BI differs from systems that might handle, for example, manufacturing, distribution or finances, as developments within both the organisation and the software industry can make it desirable to add to, or improve on, the outputs you started with. These systems should have enough flexibility to allow this natural development. It should be remembered that these are desirable changes, in other words they are only implemented because the anticipated benefits outweigh the costs.

As BI is an IT concept, it is implemented using software tools, and there are a growing number of companies, large and small, that provide these, such as IBM (Cognos), Oracle, Microsoft and Business Objects.

Collect

"BI is always best achieved by purpose-built BI software and specialists designed to do the job efficiently and effectively."

While all organisations have databases, which at first may appear to dilute the need to collect information, it may well be that the data you need is missing. For example, having several years' worth of data on sales transactions and client names and addresses is no help at all if what you are monitoring is absenteeism in the workforce. You may well have an HR database, but it may not necessarily record the data you need to track absenteeism.

Missing data is just one issue. Even if you have the information, there may be good reasons for the BI system to store it somewhere else. These might be performance reasons, data management reasons, or data processing reasons.

The most popular way to collect the data for BI to process is in a data mart or data warehouse. These are databases designed to organise the data so that it can be quickly and processed for BI purposes. A good data warehouse design is resilient, and can be added without having to make major alterations to the design. This means that as new business reporting requirements come along, a good data mart or data warehouse can cope.

Analyse

In the good old days of computing, reports were printed out a line at a time by onto fanfold computer paper, often printing several copies at a time. The line printers were, and still are in some cases, kept in air-conditioned computer rooms and required weekly maintenance contracts. Business managers would expect to see a huge pile of paper, maybe 12in-18in thick, on their desks (or on the floor keeping the door open) whenever the report was due, and it was not uncommon for these reports to be delivered on a wheeled trolley as they were so heavy. Of course, no one could possibly read such a document!

Now we can get much more information from our data by summarising it in ways that means something to our organisation. For example, margins, year-on-year variance and gross sales are all different measures used to summarise data and measure performance. You can add a lot of value to data by making use of powerful KPIs such as profit per customer and revenue per employee.

But why bother with BI? Why not just get someone to go to the computer system and draw up a report showing these KPI’s? The simple answer is, you probably couldn’t. Even if you had all the information you need, you would probably find crunching it into the right shape simply too taxing on your existing systems. Much of the information would need to be summarised at various levels which, for a large organisation, usually needs to be done overnight.

BI is always best achieved by purpose-built BI software and specialists designed to do the job efficiently and effectively. Development costs can be controlled by good planning, focused priorities and, above all, phased implementation.

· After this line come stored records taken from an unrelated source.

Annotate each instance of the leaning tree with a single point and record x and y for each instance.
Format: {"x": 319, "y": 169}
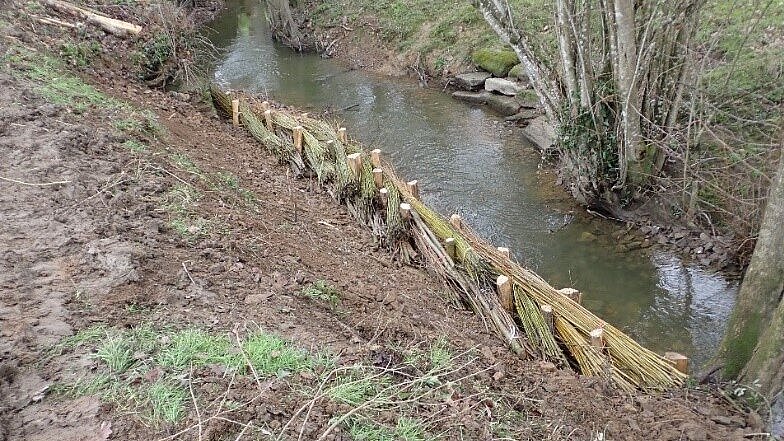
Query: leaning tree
{"x": 614, "y": 88}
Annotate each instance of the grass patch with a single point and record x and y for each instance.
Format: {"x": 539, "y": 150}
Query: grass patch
{"x": 193, "y": 347}
{"x": 116, "y": 353}
{"x": 271, "y": 355}
{"x": 323, "y": 291}
{"x": 165, "y": 402}
{"x": 135, "y": 147}
{"x": 56, "y": 85}
{"x": 127, "y": 356}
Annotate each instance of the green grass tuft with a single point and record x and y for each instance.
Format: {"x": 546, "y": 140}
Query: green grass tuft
{"x": 271, "y": 355}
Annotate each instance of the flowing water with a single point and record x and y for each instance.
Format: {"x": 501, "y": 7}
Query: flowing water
{"x": 467, "y": 161}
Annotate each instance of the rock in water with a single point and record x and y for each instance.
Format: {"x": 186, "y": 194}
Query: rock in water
{"x": 503, "y": 105}
{"x": 472, "y": 97}
{"x": 471, "y": 80}
{"x": 503, "y": 86}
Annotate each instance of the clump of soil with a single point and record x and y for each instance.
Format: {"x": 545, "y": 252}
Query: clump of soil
{"x": 132, "y": 215}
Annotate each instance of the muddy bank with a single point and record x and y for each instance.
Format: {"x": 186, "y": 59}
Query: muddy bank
{"x": 129, "y": 209}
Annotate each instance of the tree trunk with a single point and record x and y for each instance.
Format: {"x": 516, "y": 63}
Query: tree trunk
{"x": 753, "y": 347}
{"x": 631, "y": 151}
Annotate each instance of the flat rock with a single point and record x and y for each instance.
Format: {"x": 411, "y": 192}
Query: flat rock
{"x": 528, "y": 99}
{"x": 471, "y": 80}
{"x": 541, "y": 133}
{"x": 503, "y": 86}
{"x": 503, "y": 105}
{"x": 472, "y": 97}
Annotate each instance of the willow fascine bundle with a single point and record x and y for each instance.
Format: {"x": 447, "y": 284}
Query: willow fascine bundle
{"x": 538, "y": 331}
{"x": 622, "y": 359}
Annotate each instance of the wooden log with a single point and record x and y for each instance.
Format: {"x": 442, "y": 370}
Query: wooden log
{"x": 451, "y": 249}
{"x": 405, "y": 211}
{"x": 375, "y": 157}
{"x": 383, "y": 194}
{"x": 298, "y": 138}
{"x": 504, "y": 286}
{"x": 456, "y": 221}
{"x": 597, "y": 338}
{"x": 378, "y": 177}
{"x": 111, "y": 25}
{"x": 680, "y": 361}
{"x": 235, "y": 112}
{"x": 354, "y": 161}
{"x": 413, "y": 188}
{"x": 547, "y": 313}
{"x": 572, "y": 294}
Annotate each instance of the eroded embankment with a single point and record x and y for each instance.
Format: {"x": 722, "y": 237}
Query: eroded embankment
{"x": 165, "y": 278}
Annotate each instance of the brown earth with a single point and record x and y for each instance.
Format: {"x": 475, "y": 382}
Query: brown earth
{"x": 101, "y": 248}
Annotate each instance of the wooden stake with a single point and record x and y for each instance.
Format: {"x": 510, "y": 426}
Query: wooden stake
{"x": 375, "y": 157}
{"x": 405, "y": 211}
{"x": 547, "y": 313}
{"x": 235, "y": 112}
{"x": 298, "y": 138}
{"x": 597, "y": 338}
{"x": 355, "y": 163}
{"x": 573, "y": 294}
{"x": 451, "y": 249}
{"x": 378, "y": 177}
{"x": 413, "y": 188}
{"x": 504, "y": 286}
{"x": 456, "y": 221}
{"x": 384, "y": 195}
{"x": 680, "y": 361}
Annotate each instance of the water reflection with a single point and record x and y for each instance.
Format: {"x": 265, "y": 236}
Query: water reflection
{"x": 466, "y": 163}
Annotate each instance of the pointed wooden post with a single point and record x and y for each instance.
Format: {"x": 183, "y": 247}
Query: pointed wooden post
{"x": 355, "y": 163}
{"x": 405, "y": 211}
{"x": 597, "y": 338}
{"x": 235, "y": 113}
{"x": 378, "y": 177}
{"x": 375, "y": 157}
{"x": 298, "y": 138}
{"x": 504, "y": 286}
{"x": 680, "y": 361}
{"x": 451, "y": 249}
{"x": 413, "y": 188}
{"x": 547, "y": 313}
{"x": 456, "y": 221}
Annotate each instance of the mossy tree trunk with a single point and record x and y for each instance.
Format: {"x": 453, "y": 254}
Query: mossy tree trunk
{"x": 753, "y": 347}
{"x": 282, "y": 24}
{"x": 612, "y": 96}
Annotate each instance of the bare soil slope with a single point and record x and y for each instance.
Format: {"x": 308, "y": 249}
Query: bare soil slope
{"x": 162, "y": 277}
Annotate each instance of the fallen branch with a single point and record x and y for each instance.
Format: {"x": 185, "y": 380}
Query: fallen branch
{"x": 55, "y": 22}
{"x": 111, "y": 25}
{"x": 32, "y": 184}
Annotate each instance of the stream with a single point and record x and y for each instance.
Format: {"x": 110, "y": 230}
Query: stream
{"x": 468, "y": 161}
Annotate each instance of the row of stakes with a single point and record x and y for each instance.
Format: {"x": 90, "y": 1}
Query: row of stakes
{"x": 503, "y": 283}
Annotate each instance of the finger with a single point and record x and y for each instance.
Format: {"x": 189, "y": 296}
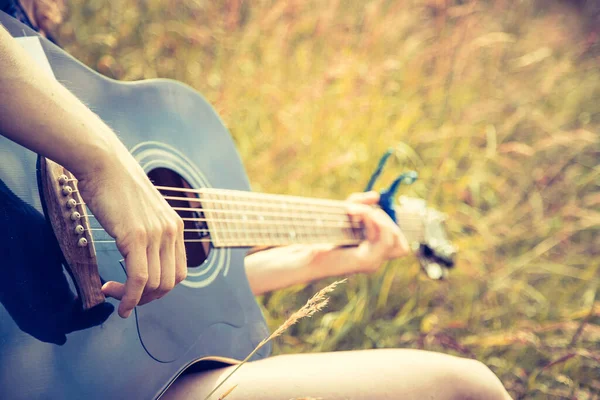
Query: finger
{"x": 385, "y": 229}
{"x": 136, "y": 264}
{"x": 180, "y": 260}
{"x": 167, "y": 262}
{"x": 369, "y": 198}
{"x": 113, "y": 289}
{"x": 372, "y": 229}
{"x": 151, "y": 290}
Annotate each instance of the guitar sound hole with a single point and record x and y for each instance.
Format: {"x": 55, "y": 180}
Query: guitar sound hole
{"x": 197, "y": 243}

Present business information

Presentation is a key issue. Whereas the main method of storing data (in relational databases) has been around since the 1970s, presentation methods and the software packages that deliver them have come along in leaps and bounds, and are constantly evolving. These include:

  • Online and printed reports and queries
  • Graphs
  • Three-dimensional cubes (for drilling up/down on data)
  • Dashboards
  • Scorecards

The presentation of BI metrics is getting constantly improving. All reporting can be online and alerts emailed to you if a key performance figure falls below a preset level.

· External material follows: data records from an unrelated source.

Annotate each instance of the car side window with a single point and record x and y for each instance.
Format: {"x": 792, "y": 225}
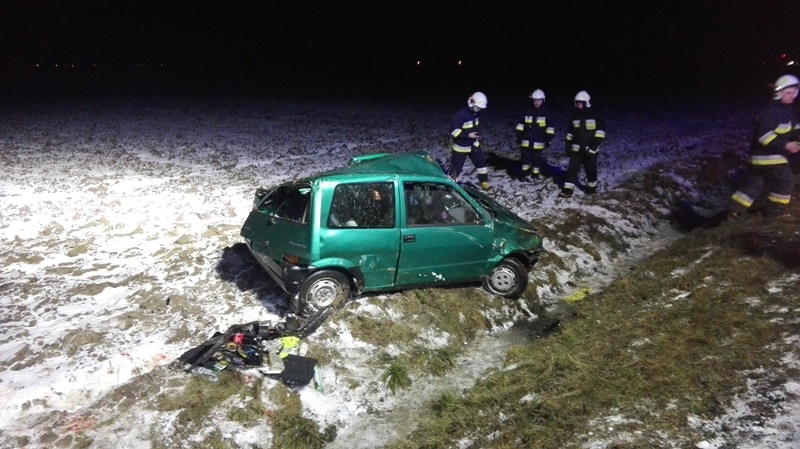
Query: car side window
{"x": 436, "y": 204}
{"x": 289, "y": 203}
{"x": 364, "y": 205}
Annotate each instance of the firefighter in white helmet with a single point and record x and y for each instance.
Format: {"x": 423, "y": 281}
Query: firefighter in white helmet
{"x": 466, "y": 139}
{"x": 585, "y": 133}
{"x": 534, "y": 134}
{"x": 775, "y": 139}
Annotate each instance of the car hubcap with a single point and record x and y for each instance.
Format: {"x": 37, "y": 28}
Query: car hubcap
{"x": 323, "y": 293}
{"x": 504, "y": 279}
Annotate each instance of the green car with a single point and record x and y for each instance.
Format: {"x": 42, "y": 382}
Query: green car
{"x": 386, "y": 222}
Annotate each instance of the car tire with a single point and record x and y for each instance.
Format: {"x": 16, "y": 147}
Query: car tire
{"x": 323, "y": 289}
{"x": 508, "y": 279}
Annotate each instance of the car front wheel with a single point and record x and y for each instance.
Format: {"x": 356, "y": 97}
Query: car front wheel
{"x": 323, "y": 289}
{"x": 508, "y": 279}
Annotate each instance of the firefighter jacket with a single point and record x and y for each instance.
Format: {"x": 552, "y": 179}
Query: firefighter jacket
{"x": 463, "y": 123}
{"x": 586, "y": 131}
{"x": 532, "y": 129}
{"x": 776, "y": 126}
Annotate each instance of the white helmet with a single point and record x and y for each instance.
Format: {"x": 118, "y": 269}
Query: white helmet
{"x": 584, "y": 97}
{"x": 478, "y": 99}
{"x": 782, "y": 83}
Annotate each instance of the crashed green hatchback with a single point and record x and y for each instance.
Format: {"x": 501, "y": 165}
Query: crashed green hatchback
{"x": 386, "y": 222}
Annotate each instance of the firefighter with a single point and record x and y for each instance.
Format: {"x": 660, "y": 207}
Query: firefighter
{"x": 585, "y": 133}
{"x": 466, "y": 140}
{"x": 533, "y": 135}
{"x": 774, "y": 140}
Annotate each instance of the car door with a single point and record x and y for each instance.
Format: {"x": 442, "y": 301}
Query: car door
{"x": 361, "y": 229}
{"x": 444, "y": 237}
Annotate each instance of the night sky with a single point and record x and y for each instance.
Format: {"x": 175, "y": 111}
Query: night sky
{"x": 347, "y": 45}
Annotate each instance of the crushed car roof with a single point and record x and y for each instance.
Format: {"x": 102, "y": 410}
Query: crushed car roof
{"x": 419, "y": 163}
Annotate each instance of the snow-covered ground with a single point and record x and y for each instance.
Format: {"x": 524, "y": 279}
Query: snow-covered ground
{"x": 119, "y": 227}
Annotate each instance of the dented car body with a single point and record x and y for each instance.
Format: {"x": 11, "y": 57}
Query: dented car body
{"x": 386, "y": 222}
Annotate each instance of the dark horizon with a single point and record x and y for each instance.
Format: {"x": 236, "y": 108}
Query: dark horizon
{"x": 659, "y": 48}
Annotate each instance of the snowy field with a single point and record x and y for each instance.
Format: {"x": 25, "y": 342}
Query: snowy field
{"x": 120, "y": 247}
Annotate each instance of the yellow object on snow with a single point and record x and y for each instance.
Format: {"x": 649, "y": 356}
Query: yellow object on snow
{"x": 577, "y": 295}
{"x": 289, "y": 343}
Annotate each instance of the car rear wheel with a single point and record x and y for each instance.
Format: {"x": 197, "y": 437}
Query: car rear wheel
{"x": 508, "y": 279}
{"x": 323, "y": 289}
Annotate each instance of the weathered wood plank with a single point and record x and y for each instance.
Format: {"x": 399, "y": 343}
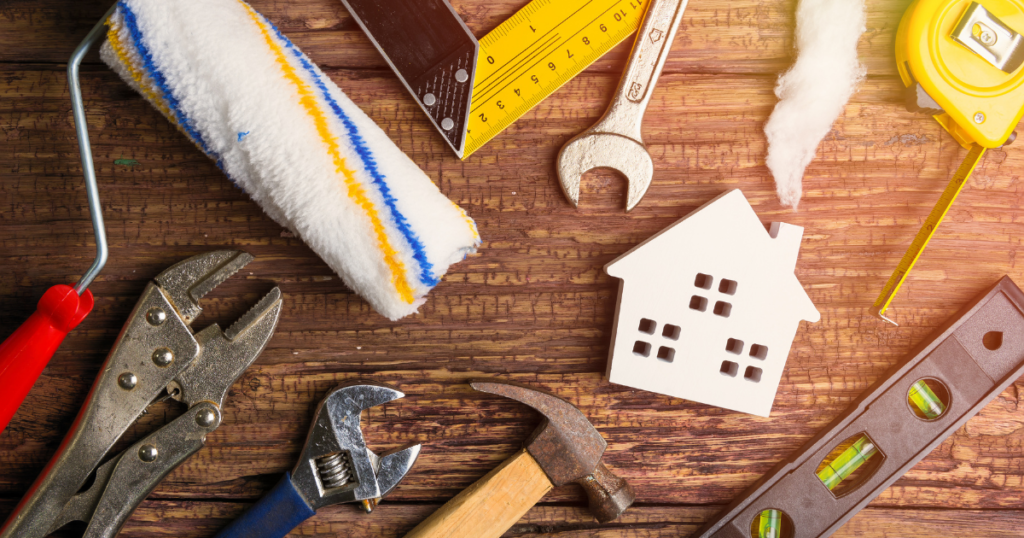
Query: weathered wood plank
{"x": 201, "y": 520}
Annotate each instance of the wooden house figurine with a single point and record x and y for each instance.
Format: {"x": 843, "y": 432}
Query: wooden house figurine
{"x": 709, "y": 307}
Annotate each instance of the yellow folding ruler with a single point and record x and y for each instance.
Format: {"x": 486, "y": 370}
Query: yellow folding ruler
{"x": 541, "y": 47}
{"x": 961, "y": 63}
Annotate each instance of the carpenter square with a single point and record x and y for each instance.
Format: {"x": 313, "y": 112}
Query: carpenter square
{"x": 432, "y": 51}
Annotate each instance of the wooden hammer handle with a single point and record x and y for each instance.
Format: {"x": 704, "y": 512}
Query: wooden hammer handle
{"x": 492, "y": 505}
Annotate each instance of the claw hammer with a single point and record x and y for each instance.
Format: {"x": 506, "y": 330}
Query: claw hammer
{"x": 564, "y": 448}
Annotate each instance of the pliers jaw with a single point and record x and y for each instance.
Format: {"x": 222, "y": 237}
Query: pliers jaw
{"x": 156, "y": 350}
{"x": 336, "y": 465}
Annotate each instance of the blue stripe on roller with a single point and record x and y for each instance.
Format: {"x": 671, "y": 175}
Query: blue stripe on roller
{"x": 419, "y": 252}
{"x": 272, "y": 516}
{"x": 161, "y": 82}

Supporting business decisions.

There has to be a commercial reason for collecting all this information, because whether you are a public service, private enterprise, or a charitable organization, chances are you have a limited budget.

And whether you are looking at a sales analysis, year-on-year margins or your market position, you are probably gathering this information in order to support the decision-making process.

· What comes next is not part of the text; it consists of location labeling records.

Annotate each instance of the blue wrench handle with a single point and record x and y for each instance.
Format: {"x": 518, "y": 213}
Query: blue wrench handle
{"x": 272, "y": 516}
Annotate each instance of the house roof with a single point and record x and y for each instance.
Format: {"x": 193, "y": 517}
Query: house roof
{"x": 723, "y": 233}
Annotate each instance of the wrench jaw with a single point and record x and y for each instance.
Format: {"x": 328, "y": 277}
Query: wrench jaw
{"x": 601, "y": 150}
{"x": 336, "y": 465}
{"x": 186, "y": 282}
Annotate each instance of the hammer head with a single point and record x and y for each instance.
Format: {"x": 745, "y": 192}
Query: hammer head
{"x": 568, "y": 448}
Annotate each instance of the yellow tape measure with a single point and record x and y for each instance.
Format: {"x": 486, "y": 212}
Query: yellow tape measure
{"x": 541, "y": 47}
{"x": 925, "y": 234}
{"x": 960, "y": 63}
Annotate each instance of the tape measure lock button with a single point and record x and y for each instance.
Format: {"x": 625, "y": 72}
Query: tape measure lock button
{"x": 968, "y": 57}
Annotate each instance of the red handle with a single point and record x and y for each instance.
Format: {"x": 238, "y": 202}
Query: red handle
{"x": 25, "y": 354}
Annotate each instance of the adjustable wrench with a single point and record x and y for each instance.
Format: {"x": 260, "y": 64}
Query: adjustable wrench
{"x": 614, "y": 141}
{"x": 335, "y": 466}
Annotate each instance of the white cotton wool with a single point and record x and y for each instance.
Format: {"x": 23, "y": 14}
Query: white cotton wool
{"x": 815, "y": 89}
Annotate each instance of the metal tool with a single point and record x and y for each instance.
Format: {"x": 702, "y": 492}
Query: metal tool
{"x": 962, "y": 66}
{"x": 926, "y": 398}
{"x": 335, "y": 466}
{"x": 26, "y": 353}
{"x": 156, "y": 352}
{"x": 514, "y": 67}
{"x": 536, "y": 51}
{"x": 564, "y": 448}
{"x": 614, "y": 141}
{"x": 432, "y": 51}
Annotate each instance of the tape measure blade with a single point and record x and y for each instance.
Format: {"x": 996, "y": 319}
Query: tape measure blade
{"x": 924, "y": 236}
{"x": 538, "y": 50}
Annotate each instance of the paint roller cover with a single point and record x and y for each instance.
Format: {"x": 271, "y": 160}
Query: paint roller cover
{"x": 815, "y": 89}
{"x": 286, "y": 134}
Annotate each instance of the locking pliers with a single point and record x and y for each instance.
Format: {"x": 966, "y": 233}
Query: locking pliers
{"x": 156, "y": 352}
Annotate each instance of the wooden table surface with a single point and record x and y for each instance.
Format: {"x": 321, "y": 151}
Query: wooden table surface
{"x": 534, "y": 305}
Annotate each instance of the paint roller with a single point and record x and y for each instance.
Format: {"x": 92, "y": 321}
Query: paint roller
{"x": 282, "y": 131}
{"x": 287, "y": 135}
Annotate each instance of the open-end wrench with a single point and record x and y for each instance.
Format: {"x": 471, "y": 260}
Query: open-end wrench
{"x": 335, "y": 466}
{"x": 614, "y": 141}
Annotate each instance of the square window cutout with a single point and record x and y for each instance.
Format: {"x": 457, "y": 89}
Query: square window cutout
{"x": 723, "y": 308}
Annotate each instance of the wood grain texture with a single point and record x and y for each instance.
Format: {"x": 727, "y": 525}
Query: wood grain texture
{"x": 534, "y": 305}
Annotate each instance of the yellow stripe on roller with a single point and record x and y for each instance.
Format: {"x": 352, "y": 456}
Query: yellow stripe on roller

After all, if you don't know whether your organisation is improving its market share or getting worse, and in which region, or product group, or sales team, how can you make an informed decision on which changes need to be implemented?

That just about sums it up. Why are we collecting, analysing and presenting this information? In order to make better-informed business decisions. Everything has to come together in the right way.

Get a good BI strategy

One last thing: it pays to outline a good BI strategy. In a recent press release, Gartner identified the lack of a BI strategy as the single biggest flaw in BI implementations. Everyone makes mistakes. But some mistakes are more costly than others. And all IT projects, including BI projects, are prone to errors that can be very costly to correct. If a mistakes is going to be made, then the earlier the better. The more advanced a project, the greater the cost in correcting mistakes. Get yourself a good strategy and you’re well on the way to success.

Also, not taking action can be similarly costly in terms of the lost opportunity for benefits to your organisation. BI systems allow organisations to maximise the use of their data by creating performance indicators and presenting them effectively. A well-implemented BI system can cut costs, improve productivity and make an organisation more competitive. An effective BI strategy is vital to success.